Tuesday, October 18, 2016

Some notes from the latest BofA Merrill Lynch Global Fund Manager Survey

Bank of America / Merrill Lynch just released its monthly global fund manager survey for October.  The report itself is always loaded with valuable insights and below we highlight just a few:
  • Fund manager cash levels jumped to their highest mark since post-Brexit and November 2001 (post 9/11 attacks).  Higher even than at the height of the financial crisis.
  • Managers are rotating out of areas that have most benefitted from ZIRP (bonds, REITs, healthcare) and into banks, insurance, equities, commodities, and EM

  • According to the managers polled, the 3 most crowded trades are Long high-quality stocks, Long Investment Grade Corporate bonds, and minimum volatility strategies
  • The biggest equity driver the next 6 months by a wide margin will be....Treasury bond yields

  • Biggest tail risks currently out there are EU disintegration, a crash in the bond market, Republican wins the White House, and US inflation

  • Fund managers' current allocation to equities improves but still remains 0.7 standard deviations below its long term average

From a contrarian perspective, the high levels of cash should continue to act as a potential tailwind for higher equity prices as the stocks climb the "wall of worry."  Clearly there has been a shift and rotation in terms of asset class emphasis based on the expectation that higher interest rates are near.  Lastly, there are several potential "tail risks" out there that managers remain wary of.  The upcoming US presidential election is one of those risks and we'll see how that resolves in just a few weeks.

Monday, October 10, 2016

October and Beyond

A quick look at historical market performance in October and where things stand in terms of sentiment:

The chart below shows the average behavior for the S&P 500 in October over the last 20 years.  We've typically seen the index find its low for the month around the 9th or 10th and then proceed to finish October higher by an average of almost 2%.

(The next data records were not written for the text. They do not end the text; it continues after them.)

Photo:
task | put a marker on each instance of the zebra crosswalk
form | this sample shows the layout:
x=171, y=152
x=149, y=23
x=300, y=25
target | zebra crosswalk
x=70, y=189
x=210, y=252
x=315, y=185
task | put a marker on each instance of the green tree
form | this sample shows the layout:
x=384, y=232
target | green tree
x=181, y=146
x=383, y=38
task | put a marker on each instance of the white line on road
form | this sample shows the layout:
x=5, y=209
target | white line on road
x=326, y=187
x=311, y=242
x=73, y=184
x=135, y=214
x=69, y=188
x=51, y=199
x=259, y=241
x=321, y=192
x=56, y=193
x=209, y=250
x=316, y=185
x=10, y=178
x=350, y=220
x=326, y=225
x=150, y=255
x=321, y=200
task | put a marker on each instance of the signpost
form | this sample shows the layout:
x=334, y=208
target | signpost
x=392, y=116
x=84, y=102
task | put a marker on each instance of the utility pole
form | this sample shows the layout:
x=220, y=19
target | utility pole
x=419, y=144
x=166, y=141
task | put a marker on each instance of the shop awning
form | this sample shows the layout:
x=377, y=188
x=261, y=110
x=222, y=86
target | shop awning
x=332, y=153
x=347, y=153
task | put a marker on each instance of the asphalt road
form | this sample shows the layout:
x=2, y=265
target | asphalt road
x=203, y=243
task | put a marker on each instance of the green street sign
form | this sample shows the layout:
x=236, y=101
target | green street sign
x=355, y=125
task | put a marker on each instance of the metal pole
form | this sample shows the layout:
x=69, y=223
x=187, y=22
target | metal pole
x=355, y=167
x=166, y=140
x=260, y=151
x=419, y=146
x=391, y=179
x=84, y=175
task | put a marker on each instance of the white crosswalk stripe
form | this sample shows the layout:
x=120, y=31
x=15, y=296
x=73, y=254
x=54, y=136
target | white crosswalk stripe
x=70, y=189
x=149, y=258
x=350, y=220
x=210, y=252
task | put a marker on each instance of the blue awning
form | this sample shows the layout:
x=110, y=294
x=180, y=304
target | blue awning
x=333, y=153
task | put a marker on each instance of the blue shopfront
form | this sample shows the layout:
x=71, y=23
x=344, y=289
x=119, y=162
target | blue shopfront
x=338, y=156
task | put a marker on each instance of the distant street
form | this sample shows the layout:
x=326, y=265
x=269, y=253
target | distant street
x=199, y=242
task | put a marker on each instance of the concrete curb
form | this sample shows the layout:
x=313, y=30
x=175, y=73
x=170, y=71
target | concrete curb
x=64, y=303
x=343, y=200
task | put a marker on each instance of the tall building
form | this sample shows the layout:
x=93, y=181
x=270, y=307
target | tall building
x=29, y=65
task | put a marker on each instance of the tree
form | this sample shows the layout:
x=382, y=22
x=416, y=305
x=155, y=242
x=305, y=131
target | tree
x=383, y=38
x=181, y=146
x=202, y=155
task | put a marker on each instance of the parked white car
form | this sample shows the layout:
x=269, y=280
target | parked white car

As we noted in our last blog, October ranks as the best month for stocks over the last 20 years and kicks off the seasonally positive 4th quarter window as November ranks 3rd in strength and December comes in at 5th.  However, while October has been the strongest performing month over this timeframe it also carries the highest standard deviation of any month.

And looking back to 1950, while October's standard deviation rank still shows it as the most volatile month of the year, its average return falls to just 7th best.

So obviously, equity market performance in recent October's has come in quite positively.  Couple that with an environment where sentiment remains in check and we could be setting up for more positive performance.  For instance, the CNN Fear & Greed index (composed of 7 different inputs) currently sits in neutral after checking in at "fear" levels a month ago.

Meanwhile, we're currently seeing a rotation into small caps as advisors/investors may be positioning for the next leg up in this bull market.

From a relative strength perspective, growth remains the place to be as the NDX 100 continues to hit new highs.

We've got earnings season, the ever dramatic presidential race and the potential of Fed action between now and year-end.  According to the stats shown above, a pick-up in volatility at some point in October would not come as a surprise.